Right now her true protector fought through her many false protectors. In some worlds it was The Boys of Silence, others The Thrice Born, in more The Folding Men or The Blood Casters. She had been able to send some of the monsters away, but always a few stayed to guard her. And he would have to overcome these monsters to find her. In some worlds he died, but that was a rare occurrence. In most he won through and from that victory sprang a million worlds.

She had once called him a thug in her anger as an insult. Now everything depended on him being a very good at being a thug.

As he moved through the cold ruins of Comstock House, she opened Tears to her past. Through these Tears he could hear what occurred, what happened to her. He heard her screams of pain. Heard how Comstock and the "doctors" plan to put the Leash on her. Heard how her hope and belief in him slowly died. She also brought forth Voxophones for him to listen to, to hear her own words. She knew it hurt him, but there was no choice.

A large explosion consumed a building in the city below as three zeppelins in formation flew past. More fires were burning now, the smoke rising up to mix with the still falling snow. A large war zeppelin, a Divine Wrath class she thought, unleashed a volley of twenty missiles into a tall tower in the distance following it up with heavy cannon fire. After a few moments the building tipped and crashed to ground burying whole city blocks in burning rubble.
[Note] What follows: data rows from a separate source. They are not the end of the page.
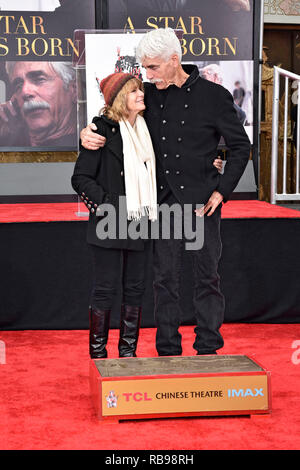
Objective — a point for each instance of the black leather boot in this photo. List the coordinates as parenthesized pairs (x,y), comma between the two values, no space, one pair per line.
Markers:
(129,330)
(99,327)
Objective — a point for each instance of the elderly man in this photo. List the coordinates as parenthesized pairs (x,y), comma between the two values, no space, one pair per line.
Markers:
(186,116)
(42,108)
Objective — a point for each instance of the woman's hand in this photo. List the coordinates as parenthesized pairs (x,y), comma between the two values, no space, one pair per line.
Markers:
(218,163)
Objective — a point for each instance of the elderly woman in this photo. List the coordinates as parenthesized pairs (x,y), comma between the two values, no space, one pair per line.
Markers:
(125,166)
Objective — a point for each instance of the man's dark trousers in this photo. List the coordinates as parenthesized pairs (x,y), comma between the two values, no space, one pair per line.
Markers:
(208,300)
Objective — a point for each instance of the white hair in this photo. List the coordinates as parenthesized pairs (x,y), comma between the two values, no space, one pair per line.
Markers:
(212,69)
(161,42)
(64,69)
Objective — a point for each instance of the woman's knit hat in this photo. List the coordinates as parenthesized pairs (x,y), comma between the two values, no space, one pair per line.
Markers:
(111,85)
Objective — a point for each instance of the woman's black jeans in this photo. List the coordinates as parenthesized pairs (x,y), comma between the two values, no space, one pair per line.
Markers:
(112,266)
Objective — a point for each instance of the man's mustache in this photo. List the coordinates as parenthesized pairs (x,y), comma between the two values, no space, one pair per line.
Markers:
(29,106)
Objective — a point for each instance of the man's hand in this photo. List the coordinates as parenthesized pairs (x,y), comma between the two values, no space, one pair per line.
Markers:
(91,140)
(209,208)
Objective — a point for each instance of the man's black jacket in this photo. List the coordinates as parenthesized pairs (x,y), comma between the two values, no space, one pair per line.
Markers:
(186,125)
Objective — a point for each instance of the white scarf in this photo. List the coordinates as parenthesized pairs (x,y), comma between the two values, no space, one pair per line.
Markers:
(139,169)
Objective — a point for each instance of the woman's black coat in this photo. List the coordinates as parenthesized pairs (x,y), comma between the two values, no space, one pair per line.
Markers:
(98,178)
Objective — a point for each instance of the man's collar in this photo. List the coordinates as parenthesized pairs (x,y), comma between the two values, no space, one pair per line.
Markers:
(193,72)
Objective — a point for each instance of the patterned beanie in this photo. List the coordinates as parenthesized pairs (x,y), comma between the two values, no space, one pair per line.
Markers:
(111,85)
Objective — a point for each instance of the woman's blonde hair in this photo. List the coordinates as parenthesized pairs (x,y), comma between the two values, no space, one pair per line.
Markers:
(118,110)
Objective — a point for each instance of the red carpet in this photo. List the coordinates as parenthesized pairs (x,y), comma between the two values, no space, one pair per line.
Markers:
(45,402)
(68,211)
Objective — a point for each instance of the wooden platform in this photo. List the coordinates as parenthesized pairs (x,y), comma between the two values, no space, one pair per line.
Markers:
(133,388)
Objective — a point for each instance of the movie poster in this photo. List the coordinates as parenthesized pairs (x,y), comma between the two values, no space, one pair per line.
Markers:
(38,98)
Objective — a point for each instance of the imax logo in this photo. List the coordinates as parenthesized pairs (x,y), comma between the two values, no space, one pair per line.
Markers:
(242,392)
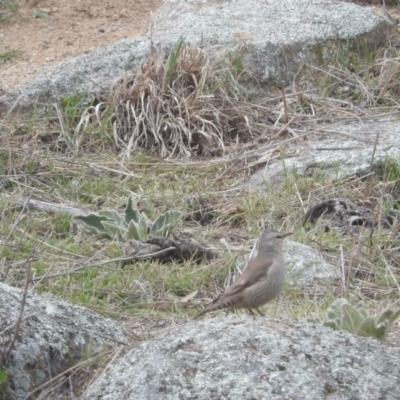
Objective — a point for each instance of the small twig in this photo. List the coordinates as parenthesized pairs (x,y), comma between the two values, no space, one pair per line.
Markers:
(101,264)
(66,372)
(21,311)
(19,219)
(285,106)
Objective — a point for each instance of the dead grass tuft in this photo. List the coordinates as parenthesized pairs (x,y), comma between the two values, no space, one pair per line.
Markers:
(180,105)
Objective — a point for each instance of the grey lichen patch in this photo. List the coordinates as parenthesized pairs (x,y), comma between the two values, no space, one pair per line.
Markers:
(53,336)
(243,357)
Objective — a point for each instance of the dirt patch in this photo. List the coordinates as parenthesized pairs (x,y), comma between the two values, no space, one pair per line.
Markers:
(72,28)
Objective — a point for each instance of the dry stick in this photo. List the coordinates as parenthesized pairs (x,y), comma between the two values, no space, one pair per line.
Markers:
(83,363)
(13,324)
(21,311)
(285,105)
(367,183)
(343,270)
(10,111)
(19,219)
(114,260)
(391,273)
(237,158)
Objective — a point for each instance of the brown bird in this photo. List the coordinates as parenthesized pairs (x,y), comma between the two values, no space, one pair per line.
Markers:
(261,281)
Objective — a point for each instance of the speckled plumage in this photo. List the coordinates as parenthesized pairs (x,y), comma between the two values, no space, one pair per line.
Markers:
(261,281)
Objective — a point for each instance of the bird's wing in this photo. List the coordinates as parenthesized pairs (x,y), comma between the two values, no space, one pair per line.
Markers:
(256,269)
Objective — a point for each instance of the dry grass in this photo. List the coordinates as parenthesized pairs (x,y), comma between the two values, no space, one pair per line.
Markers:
(186,105)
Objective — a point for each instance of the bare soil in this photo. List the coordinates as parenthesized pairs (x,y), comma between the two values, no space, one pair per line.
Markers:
(73,27)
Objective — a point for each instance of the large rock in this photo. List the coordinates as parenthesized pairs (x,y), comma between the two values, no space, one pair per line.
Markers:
(245,358)
(345,152)
(52,337)
(276,38)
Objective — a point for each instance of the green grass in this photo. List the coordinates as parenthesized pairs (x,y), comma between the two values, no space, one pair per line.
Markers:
(8,10)
(80,167)
(8,55)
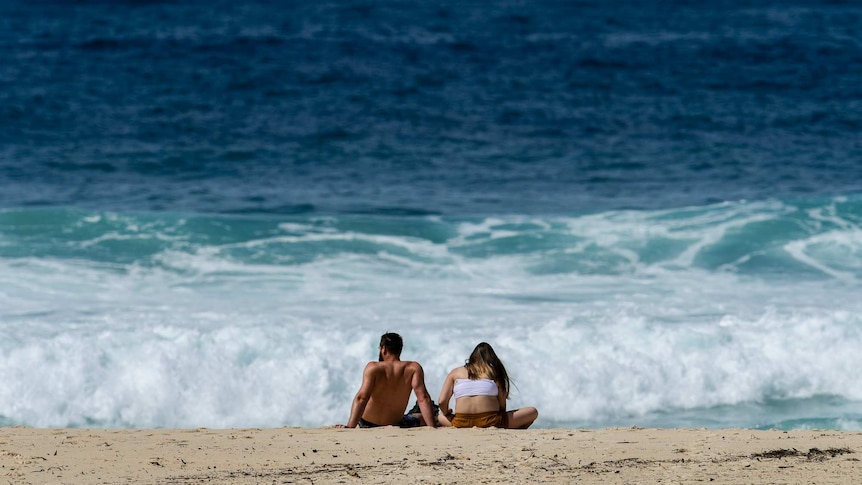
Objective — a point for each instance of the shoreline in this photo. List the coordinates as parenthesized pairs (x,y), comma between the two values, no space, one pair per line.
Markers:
(422,455)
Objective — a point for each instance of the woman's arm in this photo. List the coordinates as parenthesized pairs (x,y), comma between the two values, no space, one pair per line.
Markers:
(443,400)
(502,396)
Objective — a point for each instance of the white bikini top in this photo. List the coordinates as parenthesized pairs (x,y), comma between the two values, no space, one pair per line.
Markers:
(475,387)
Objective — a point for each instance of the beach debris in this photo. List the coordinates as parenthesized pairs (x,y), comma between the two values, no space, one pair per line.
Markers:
(813,454)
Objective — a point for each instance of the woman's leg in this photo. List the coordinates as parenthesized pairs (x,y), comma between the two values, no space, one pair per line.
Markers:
(522,418)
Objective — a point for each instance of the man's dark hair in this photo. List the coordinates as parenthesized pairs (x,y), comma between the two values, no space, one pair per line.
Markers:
(392,342)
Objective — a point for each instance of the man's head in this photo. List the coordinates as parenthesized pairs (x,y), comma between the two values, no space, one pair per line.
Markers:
(393,344)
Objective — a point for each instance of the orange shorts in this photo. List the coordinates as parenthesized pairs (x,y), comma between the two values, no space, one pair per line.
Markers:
(496,419)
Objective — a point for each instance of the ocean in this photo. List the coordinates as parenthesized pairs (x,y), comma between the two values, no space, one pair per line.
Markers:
(211,211)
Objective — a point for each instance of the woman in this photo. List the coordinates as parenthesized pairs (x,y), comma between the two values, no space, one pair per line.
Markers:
(481,388)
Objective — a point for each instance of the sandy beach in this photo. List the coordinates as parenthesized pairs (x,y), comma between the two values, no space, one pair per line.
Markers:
(392,455)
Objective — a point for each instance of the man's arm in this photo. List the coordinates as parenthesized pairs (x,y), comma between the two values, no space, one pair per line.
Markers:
(422,396)
(362,396)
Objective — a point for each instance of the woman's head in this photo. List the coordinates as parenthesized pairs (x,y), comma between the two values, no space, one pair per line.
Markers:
(484,363)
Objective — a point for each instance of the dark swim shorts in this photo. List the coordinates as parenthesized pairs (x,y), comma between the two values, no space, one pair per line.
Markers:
(406,422)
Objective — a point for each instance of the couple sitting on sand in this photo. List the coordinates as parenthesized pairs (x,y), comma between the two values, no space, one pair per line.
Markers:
(480,387)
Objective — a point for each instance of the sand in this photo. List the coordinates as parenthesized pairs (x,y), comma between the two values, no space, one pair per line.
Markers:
(392,455)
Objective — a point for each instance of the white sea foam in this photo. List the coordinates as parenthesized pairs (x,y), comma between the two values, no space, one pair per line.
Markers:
(199,335)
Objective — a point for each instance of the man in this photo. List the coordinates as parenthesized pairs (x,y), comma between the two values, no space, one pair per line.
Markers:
(385,390)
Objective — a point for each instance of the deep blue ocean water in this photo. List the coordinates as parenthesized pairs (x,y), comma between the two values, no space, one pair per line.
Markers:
(210,211)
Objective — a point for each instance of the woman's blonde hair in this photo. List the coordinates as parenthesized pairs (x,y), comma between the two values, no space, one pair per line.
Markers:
(484,363)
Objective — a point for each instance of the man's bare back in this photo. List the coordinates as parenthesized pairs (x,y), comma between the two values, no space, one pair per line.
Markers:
(386,387)
(392,383)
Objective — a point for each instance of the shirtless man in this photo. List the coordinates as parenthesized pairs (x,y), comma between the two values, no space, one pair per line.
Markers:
(385,390)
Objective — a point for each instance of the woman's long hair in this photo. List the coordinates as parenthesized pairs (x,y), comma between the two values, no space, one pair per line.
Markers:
(483,362)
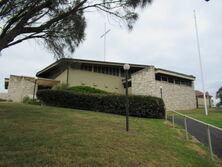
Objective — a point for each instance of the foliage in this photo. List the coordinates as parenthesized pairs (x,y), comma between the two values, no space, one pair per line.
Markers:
(28,100)
(59,23)
(62,86)
(214,116)
(219,95)
(2,100)
(87,89)
(140,106)
(41,136)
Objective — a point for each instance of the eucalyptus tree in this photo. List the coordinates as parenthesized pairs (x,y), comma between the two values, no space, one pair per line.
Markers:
(59,23)
(219,95)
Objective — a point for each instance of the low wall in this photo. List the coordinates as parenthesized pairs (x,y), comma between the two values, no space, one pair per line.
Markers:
(4,96)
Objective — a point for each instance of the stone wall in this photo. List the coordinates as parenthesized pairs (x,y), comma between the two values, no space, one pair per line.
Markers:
(200,102)
(20,87)
(176,97)
(4,96)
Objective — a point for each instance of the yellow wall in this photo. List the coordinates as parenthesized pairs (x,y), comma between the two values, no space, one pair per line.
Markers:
(97,80)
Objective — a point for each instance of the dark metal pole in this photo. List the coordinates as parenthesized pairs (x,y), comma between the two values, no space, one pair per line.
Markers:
(127,103)
(161,92)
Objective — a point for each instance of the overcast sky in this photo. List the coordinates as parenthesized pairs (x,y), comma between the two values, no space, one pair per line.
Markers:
(164,36)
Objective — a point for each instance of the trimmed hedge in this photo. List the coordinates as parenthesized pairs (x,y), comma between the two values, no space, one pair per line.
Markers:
(87,89)
(140,106)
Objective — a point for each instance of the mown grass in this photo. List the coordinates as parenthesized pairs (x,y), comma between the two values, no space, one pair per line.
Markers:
(54,137)
(214,116)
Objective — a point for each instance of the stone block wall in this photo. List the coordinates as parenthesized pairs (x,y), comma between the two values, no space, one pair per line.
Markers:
(176,97)
(200,102)
(19,87)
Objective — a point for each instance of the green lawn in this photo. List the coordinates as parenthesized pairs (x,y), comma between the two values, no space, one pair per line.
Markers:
(35,136)
(214,116)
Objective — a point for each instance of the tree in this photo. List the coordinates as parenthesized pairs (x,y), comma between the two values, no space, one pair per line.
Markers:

How many people had just died because of her? How many men, woman children were wiped from the Earth because of her? Too many. Even one person dying because of her was too many. And whole worlds were doomed because of what she had set in motion and could not stop.

The man had killed the last of her guards and was on his way. The massive door was open now and he ran through to the where he heard her screaming in pain. She sighed sadly. All he would find is a Tear to when Comstock had tortured her. Back then she had irrationally hoped that her cries might somehow summon the man to rescue her, but he hadn't come.

Now he was here, but it was many many years too late to save her.

Hum. The Luteces were here. Not really a surprise that they had decided to check on how their "experiment" was going personally. They spoke to the man, but they were as cryptic as ever and he didn't really understand what they said. If he wasn't confused and worried for her, she was sure he would be able to figure it out. But not right now.

After the pair were finished confusing the man, they vanished, off to their next experiment she supposed. It would have been easy enough to find out when and where, but it was of no importance.

What was important was that the man had run into the room behind her and she heard him calling for her. Her heart leapt with joy at the same time an icy hand crushed it with shame and regret.

"Elizabeth! I don't understand. I heard you screaming, I was... I was coming to get you! Are we-" He couldn't see her yet, he could only see her silhouette against the sky behind her.

As he spoke she turned slightly to look at him, to see him with her own eyes at last. He looked the same as when Songbird took her away. The same as when he crashed into the library on Monument Island.

No, not quite the same.

He was different somehow. She could see it from across the room. But what? Then she realized what had changed.

The self-serving "detective" was gone, replaced by a man who would die to protect her. How had he changed so much without her seeing it? Or had he been that way from the start and it had been buried under the false memories from his passage through the Tear to Columbia?

It really didn't matter, did it? He would never abandon her, would die to protect her.

Will die.

For the first time in seventy one years, she spoke to her father.

And ensured his death at her hands.

This is the last of my "Bad Future" stories. Hope you enjoyed them.